In [1]:

```
import pandas as pd
import numpy as np
import matplotlib
import matplotlib.pyplot as plt
import seaborn as sns
import random
sns.set()
from jupyterthemes import jtplot
# jtplot.style()
jtplot.style('grade3',
context='paper',
fscale=1.5,
ticks=True,
grid=False)
# jtplot.figsize(x=15., y=9.,aspect=1.2)
%matplotlib inline
```

The first thing we should do at the very beginning of any data analysis is to get a feel for the data.
Questions on the following lines should be asked,

- Do the columns make sense?
- Do the values make sense?
- Are there any missing values?
- Are there any outliers? If yes, what's their story?
- Which variables are strongly correlated?

In [2]:

```
df = pd.read_csv("HR_comma_sep.csv")
```

In [3]:

```
df.head()
```

Out[3]:

In [4]:

```
df.describe()
```

Out[4]:

In [5]:

```
df.info()
```

In [6]:

```
# let's clean up the data
df.rename(columns={'sales':'department'},inplace=True)
df_n = pd.get_dummies(df,columns=['department','salary'])
```

In [7]:

```
df_n.head()
```

Out[7]:

So, no missing values in this dataset. Let's move on to understanding the correlation between various features.

** Correlation **

In [8]:

```
corr_mat = df_n.corr()
```

In [9]:

```
# Set up the matplotlib figure
f, ax = plt.subplots(figsize=(15, 10));
# Draw the heatmap using seaborn
sns.heatmap(corr_mat, square=True, ax=ax);
```

A couple of interesting observations.

- The taget variable "left" is negatively correlated with "satisfaction level" which makes sense because employees are more likely to leave if they are not satisfied with their work.
- Management department is positively correlated with high salary and promotions in last 5 years

In [10]:

```
df.head()
```

Out[10]:

**How does satisfaction level vary among employees who left?**

From the plot, it seems that employees who left are less satisfied on an average.

In [11]:

```
plt.figure(figsize=(10,6))
sns.boxplot(x='left',y='satisfaction_level',data=df);
```

**Does having more number of projects have any impact on employee churn?**

From the plots, it seems that people who churn (1) generally tend to have more projects than people who stay (0). From the Boxplot/CDF we can see that, ~50% of churners have 4 or more projects.

In [12]:

```
fig,axarr = plt.subplots(ncols=2,figsize=(12,6))
# plt.figure(figsize=(10,6))
sns.boxplot(x='left',y='number_project',data=df,ax=axarr[0]);
sns.kdeplot(df[df.left==0].number_project,label=0,cumulative=True,ax=axarr[1]);
sns.kdeplot(df[df.left==1].number_project,label=1,cumulative=True,ax=axarr[1]);
axarr[0].set_ylabel("Number of projects")
axarr[1].set_ylabel("CDF")
axarr[1].set_xlabel("Number of projects");
```

** Does staying in the company for a long time make the employees more vulnerable to churn? **

In [69]:

```
left_over_years = pd.crosstab(df.time_spend_company,df.left,margins=True,normalize='index')
left_over_years = left_over_years[left_over_years.index!='All']
left_over_years = left_over_years.round(2)
left_over_years.head()
```

Out[69]:

In [68]:

```
fig, ax = plt.subplots(figsize=(10,6))
_ = left_over_years.plot(kind='bar',ax=ax)
_ = plt.xlabel("number of years at the company")
_ = plt.ylabel("% of employees")
_ = plt.title("Distribution of employees after n-years")
```

It's seen that employees start churning after completing 3 years at the company.
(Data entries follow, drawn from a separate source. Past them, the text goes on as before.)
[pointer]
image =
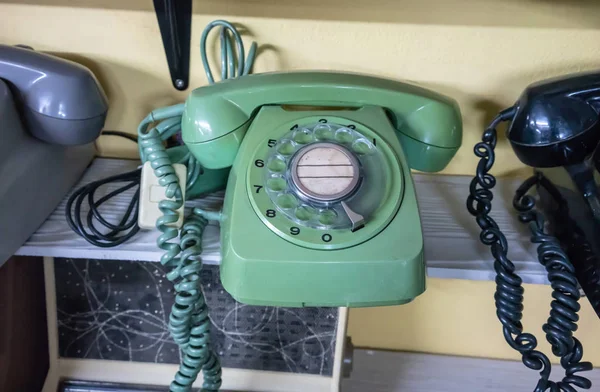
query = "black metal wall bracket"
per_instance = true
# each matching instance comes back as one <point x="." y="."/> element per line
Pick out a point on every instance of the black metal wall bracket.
<point x="175" y="23"/>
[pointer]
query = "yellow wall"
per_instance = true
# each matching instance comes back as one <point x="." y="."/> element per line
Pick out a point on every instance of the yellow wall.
<point x="481" y="52"/>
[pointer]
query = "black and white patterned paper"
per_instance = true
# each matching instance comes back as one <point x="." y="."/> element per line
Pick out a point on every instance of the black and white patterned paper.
<point x="118" y="310"/>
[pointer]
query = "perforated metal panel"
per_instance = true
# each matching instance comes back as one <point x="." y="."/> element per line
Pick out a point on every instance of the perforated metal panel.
<point x="118" y="310"/>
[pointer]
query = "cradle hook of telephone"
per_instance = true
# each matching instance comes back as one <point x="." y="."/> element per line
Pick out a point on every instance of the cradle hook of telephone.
<point x="509" y="290"/>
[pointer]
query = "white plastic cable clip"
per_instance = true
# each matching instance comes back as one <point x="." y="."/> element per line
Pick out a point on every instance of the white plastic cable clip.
<point x="151" y="193"/>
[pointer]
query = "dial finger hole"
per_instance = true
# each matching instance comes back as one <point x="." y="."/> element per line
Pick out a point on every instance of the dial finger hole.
<point x="323" y="132"/>
<point x="305" y="213"/>
<point x="344" y="135"/>
<point x="363" y="147"/>
<point x="327" y="217"/>
<point x="302" y="136"/>
<point x="286" y="148"/>
<point x="277" y="165"/>
<point x="286" y="201"/>
<point x="276" y="184"/>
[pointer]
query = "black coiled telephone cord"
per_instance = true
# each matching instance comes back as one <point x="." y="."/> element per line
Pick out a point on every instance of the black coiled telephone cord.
<point x="509" y="286"/>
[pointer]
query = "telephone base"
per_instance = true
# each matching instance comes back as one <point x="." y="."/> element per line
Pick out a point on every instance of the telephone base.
<point x="270" y="260"/>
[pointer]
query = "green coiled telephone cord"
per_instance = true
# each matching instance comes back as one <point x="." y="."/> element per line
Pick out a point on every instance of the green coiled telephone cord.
<point x="189" y="323"/>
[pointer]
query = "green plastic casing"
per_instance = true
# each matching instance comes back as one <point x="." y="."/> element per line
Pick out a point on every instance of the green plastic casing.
<point x="216" y="117"/>
<point x="227" y="123"/>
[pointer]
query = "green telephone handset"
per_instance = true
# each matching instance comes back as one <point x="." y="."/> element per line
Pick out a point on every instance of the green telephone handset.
<point x="320" y="208"/>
There's an upward trend from year-3 onwards till year-5. Almost 57% of people who completed 5 years at the company churn. Then we see a downward trend after year 6. People who has spent 7 years or more are unlikely to churn.

Why do people churn the most after 5 years? Is it because of promotion or some other factors are at play?

In [85]:

```
employee_spent_5_years = df[df.time_spend_company==5]
emp_5_yrs_df = pd.crosstab(employee_spent_5_years.promotion_last_5years, employee_spent_5_years.left,margins=True,normalize='index')
emp_5_yrs_df = emp_5_yrs_df[emp_5_yrs_df.index!='All']
emp_5_yrs_df = emp_5_yrs_df.round(2)
emp_5_yrs_df
```

Out[85]:

In [86]:

```
emp_5_yrs_df.plot(kind='bar')
```

Out[86]:

This is interesting. 57% of the employees who haven't been given any promotion in last 5 years surely churn. While, 94% of employees who have been given promotion in last 5 years surely stay!